Observation on Fantasy Millieux
So, just thinking aloud: The more medieval/pastoral the setting, the more a fantasy novel/fantasy series tends towards having conservative values. At the other end, industrial steampunk fantasy tends to have liberal - or socialistic - values going down. For some examples:
Narnia is set in a world whose technology bogged down somewhere around King Arthur’s day. Bows and swords and kings and queens, not much in the way of steel or gunpowder or even a crossbow.
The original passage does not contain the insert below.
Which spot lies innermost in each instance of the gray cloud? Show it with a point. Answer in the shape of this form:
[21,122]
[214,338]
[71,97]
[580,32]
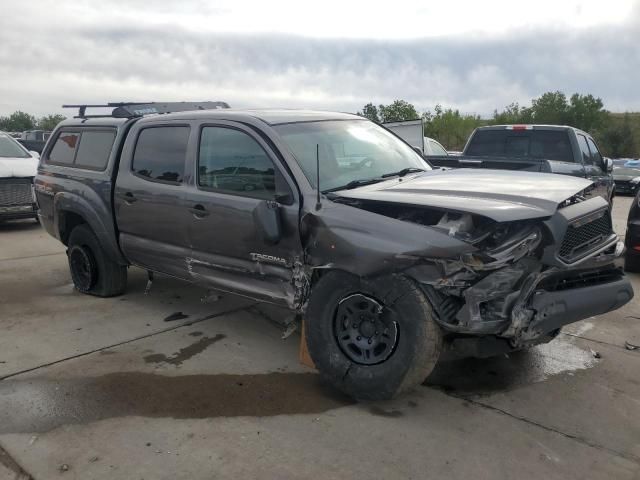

And of course, it’s the classical example for old time values, and features the sharpest divisions between good and evil.
Middle Earth is almost equally old-timey, and very consciously set in the countryside of the hobbits rather than any particular dense urban center. Thus does Tolkien’s Nordicist racism start to appear in the text, free from confusing modernity.
Bas-lag, from China Mieville, is aggressively set during a parallel of Victorian England, with New Crobuzon standing in for London. You’ve got striking workers, trade unions, and a hero writing an underground newspaper for the workers while their bosses stand in corrupt legion with crimelords and the government. That’s where you start seeing a Marxist’s touch.
Lyra’s Oxford is similarly timed, without the aggressive (magical) realism of Mieville, but Pullman definitely gives us the steampunk signature zeppelin while at least flirting with some higher technologies. And of course, his own athiesm.
And at the far extreme, you have the moderate Hogwarts, reveling in a just-off modern world. I don’t know what to do with that one.